Осмыслить собственную смертность важно, поскольку это избавляет от всех пустых, шатких и поверхностных ценностях в жизни. Большинство людей целыми днями гонятся за лишним долларом, за толикой лишней славы или внимания, или за щепоткой лишней уверенности, что они правы и любимы. Однако смерть ставит перед нами гораздо более мучительный и важный вопрос что ты оставишь на Земле? Чимин не знает, наверное, ничего, он просто живёт, просто жил, как мог и всё. Он ничего не хочет оставлять после себя, не видя в этом смысла, зачем, чтобы его помнили? Чтобы знали, что он жил не зря? Он слышит, как входная дверь хлопает, после чего доносится тихий шум и шуршание. Пак смотрит на себя в отражении, затем отворачивается и выходит из ванны, видя, как Чонгук ставит небольшой пакет с продуктами, а рядом с ним бутылка минералки. Чимин выгибает бровь, подходя ближе.
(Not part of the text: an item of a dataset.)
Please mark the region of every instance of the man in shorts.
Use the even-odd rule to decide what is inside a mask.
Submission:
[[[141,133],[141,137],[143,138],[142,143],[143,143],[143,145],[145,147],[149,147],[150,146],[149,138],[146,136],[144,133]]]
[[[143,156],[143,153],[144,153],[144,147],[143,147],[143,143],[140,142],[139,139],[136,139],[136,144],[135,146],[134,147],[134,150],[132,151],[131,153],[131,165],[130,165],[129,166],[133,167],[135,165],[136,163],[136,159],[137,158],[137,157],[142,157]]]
— Дай соль. — произносит Чонгук, вытаскивая продукты с пакета, на что Чимин подвисает. Чонгук переводит на него хмурый и сосредоточенный взгляд, продолжая выкладывать продукты. — Дай соль. — повторяет он более низким голосом, пока Чимин вспоминает, где лежит эта чёртова соль.

— Зачем тебе моя соль? — он выдвигает тумбочку, доставая небольшую упаковку соли, после чего ставит на стол перед Чонгуком, тот берёт её вместе с бутылкой и идёт к кухонным тумбочкам, доставая ложку. Пак молча наблюдает за ним, упираясь подбородком на ладонь, сидя за столом. Чонгук насыпает немного соли в бутылку, после чего бултыхает её и протягивает Паку с серьёзным выражением лица. — Что? — спрашивает Чимин, скептически осмотрев бутылку, но всё же медленно взяв её. Чонгук берёт продукты, начиная ставить их в холодильник, пока Чимин крутит в руках бутылку, рассматривая со всех сторон.

— Выпей. — отвечает Чон, кидая на того быстрый взгляд.

— Зачем?

— Чимин, блять. — поворачивается к нему Чонгук, поджимая губы. Пак пару секунд смотрит на него, а затем приставляет горлышку к губам, под пристальный взгляд напротив, делая пару глотков, чувствуя солёный вкус вперемешку с минеральной негазированной водой, от чего немного кривится, потому что чувствует ещё и подкатывающую тошноту. Чонгук внимательно за ним следит, пока Чимин выпивает почти половину, а затем ставит бутылку на стол, проводя языком по влажным губам.

— Там яд, да? — наверное, всё же утверждает он, на что Чонгук дёргает бровями. — Просто скажи, чтобы не морочиться со мной, решил избавиться, я пойму, не злопамятный. — говорит Пак, ероша волосы. Чонгук выгибает бровь, желая спросить, пил ли Чимин, пока его здесь не было.